Welty: We faced challenges around getting people to work together. Some had to do with contracting, as small hospitals and clinics in rural Iowa were not familiar with things like a data use agreement. Anybody trying to replicate what we are doing would need to work hard at helping these smaller communities understand all the contracting and agreements that have to be in place to develop this type of program. We had put a lot of effort early on into workflow — how data and patients flow into our system and feedback into their provider — which we have had to modify that a little bit, but not extensively.  

Another challenge is that since we are basically an outside entity to the providers in the clinics, we need to build those personal relationships so that they buy into the program and are willing to refer patients and to respond to the recommendations that we are sending to them. Lastly, providing a multifaceted approach incorporating two services (RPM and MSRs) into one unique health program can be challenging. Ensuring the right team members are in the room to succinctly present the whole program to small hospitals and clinics in rural areas is a must. 

We have now reached the point that there is one clinic that has been enrolling patients for a year and a half and they have seen the value of this and have become an advocate in terms of telling other clinics how this benefits their patients. 


How do you see participation in the Office for the Advancement of Telehealth’s (OAT’s) grant program as impacting your broader telehealth or health improvement efforts? 

Welty: Drake University is not a health care provider. We do have a college of pharmacy and health sciences and we are focused on training students, but also on how to develop new models of care. We see this grant as really taking us to the next level in bringing some partnerships together that allow us to impact and influence patient care.  

As a pharmacist, I may be a little biased, but this grant enabled us to incorporate a pharmacy component, which demonstrates the value that a pharmacist has in improving the care of patients. We hope this helps to move forward the integration of pharmacy into the whole health care system because we have already seen positive results on the impact in patient care. 

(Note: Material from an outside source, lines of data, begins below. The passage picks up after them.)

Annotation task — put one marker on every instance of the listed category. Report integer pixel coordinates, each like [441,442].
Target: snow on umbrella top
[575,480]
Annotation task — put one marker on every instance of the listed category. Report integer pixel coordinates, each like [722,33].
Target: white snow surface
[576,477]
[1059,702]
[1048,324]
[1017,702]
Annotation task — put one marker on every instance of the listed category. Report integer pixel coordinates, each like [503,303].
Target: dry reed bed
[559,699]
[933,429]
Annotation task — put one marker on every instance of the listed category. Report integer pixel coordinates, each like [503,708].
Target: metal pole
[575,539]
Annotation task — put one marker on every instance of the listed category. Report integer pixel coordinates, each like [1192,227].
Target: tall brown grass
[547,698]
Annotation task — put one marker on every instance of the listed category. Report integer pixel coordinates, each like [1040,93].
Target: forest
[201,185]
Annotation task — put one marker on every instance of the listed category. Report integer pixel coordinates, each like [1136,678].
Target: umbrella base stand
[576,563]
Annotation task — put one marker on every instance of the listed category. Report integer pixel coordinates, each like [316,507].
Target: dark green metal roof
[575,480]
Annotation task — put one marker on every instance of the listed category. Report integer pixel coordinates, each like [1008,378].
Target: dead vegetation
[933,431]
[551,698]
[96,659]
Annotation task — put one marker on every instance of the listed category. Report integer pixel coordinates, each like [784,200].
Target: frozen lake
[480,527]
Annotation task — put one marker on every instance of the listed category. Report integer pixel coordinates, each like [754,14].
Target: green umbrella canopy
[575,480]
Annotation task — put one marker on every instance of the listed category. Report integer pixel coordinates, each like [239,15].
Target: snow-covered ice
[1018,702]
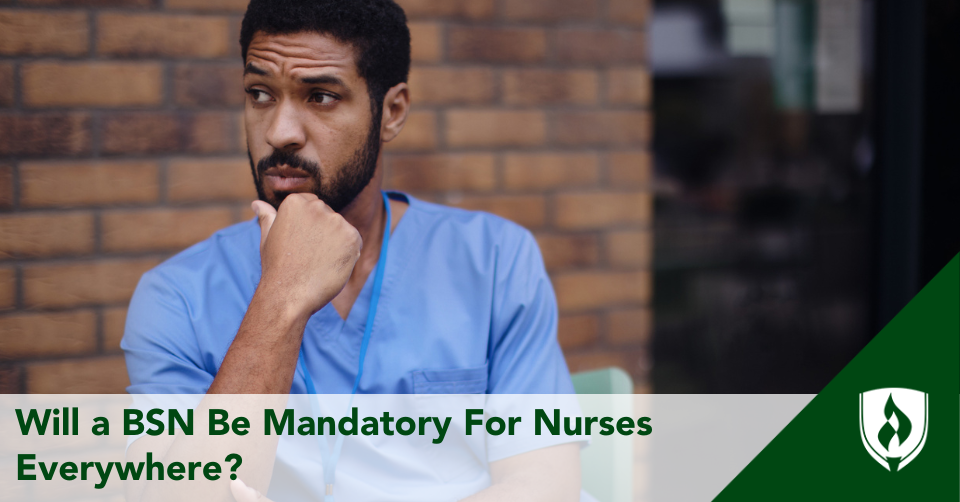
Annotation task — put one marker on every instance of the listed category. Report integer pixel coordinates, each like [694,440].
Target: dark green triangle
[820,456]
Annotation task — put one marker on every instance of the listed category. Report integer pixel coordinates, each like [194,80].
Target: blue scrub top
[466,307]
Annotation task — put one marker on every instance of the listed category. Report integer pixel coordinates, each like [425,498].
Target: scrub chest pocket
[454,381]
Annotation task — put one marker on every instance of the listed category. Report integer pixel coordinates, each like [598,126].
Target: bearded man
[338,287]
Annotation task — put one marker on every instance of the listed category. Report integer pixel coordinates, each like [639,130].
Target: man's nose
[286,130]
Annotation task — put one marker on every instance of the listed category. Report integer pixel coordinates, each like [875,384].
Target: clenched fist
[307,253]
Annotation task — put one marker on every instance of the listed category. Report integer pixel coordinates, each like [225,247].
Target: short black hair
[377,29]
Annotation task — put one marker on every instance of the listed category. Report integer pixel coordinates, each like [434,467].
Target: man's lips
[284,178]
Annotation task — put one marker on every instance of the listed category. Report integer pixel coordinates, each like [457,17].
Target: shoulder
[231,250]
[478,228]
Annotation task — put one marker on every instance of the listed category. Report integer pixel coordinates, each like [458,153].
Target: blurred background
[731,196]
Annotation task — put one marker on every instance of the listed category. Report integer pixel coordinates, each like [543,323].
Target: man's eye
[258,96]
[323,98]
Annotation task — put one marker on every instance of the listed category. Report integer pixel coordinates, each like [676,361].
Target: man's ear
[396,106]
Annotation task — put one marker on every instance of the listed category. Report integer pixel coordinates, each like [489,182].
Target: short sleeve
[525,357]
[159,341]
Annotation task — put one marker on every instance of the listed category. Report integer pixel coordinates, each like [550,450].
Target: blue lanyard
[330,459]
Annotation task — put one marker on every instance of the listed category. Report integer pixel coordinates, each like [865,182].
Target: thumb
[265,216]
[243,493]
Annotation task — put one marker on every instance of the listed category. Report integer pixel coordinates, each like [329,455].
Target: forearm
[262,358]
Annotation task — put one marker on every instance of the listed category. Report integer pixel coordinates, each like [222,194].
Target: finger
[244,493]
[266,214]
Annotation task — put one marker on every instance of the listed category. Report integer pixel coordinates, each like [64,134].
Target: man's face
[310,127]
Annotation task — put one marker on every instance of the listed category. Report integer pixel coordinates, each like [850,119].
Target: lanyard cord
[330,459]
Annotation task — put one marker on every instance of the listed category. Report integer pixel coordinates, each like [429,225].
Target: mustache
[285,157]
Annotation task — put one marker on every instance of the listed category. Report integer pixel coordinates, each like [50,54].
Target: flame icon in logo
[901,429]
[893,425]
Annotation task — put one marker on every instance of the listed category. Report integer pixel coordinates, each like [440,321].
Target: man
[304,299]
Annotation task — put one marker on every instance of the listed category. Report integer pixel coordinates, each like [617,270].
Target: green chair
[606,466]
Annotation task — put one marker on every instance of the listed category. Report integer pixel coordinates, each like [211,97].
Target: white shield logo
[893,425]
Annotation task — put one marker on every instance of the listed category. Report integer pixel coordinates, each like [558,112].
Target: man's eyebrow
[323,79]
[249,68]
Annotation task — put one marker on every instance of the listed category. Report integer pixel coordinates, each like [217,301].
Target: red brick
[47,334]
[628,86]
[11,380]
[527,210]
[48,234]
[102,375]
[629,248]
[469,172]
[581,45]
[6,186]
[470,9]
[114,321]
[497,45]
[603,128]
[602,209]
[92,183]
[8,288]
[551,10]
[46,134]
[629,327]
[201,180]
[569,251]
[524,171]
[578,291]
[485,128]
[578,331]
[210,132]
[92,84]
[537,87]
[451,85]
[237,6]
[37,33]
[6,84]
[632,12]
[161,229]
[630,169]
[426,42]
[163,35]
[206,85]
[82,283]
[418,134]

Awes: OAT’s grant program has lowered the barrier for many rural clinics to try innovative services with lower risk for themselves (e.g., costs) and higher rewards for patients (e.g., health outcomes). Without it, many clinics would not be willing to invest the time required to find partners like Drake University and Certintell, let alone implement a countywide health program. 


What will your organization be doing more of or differently to emerge stronger from the pandemic? 

Welty: The pandemic accelerated understanding of the value the pharmacist brings to the health care system and the engagement of the pharmacy in meeting patient and community needs. Pharmacists were not just providing vaccinations, but in some states, pharmacists were able to do COVID testing and then initiate treatment based upon those test results. So, with this grant, we are trying to build on that demonstrated value of pharmacists and the need to have them integrated into care. 

Awes: The pandemic shed a lot of light on the need for telehealth services, and now that social determinants of health are a larger focus for CMS, telehealth services, like RPM, are seen as more relevant for many patients with social barriers to improving health outcomes.   

The ending of the public health emergency in May resulted in us having to remind patients there is cost-sharing for many Medicare Part B services, like remote physiologic monitoring. For many of our patients that is an excessive amount of money, and they just cannot face another bill every month. It has negatively impacted our enrollment, but it also opened up a couple of opportunities to look at other ways that we could cover that copayment. It also forced us to look how can we work most more closely with the patient to understand the value to them of the remote patient monitoring and their overall health goals. We are implementing some new approaches, some new marketing, and some new explanations to give to patients to help them understand the value of remote patient monitoring and the medication review in improving their health.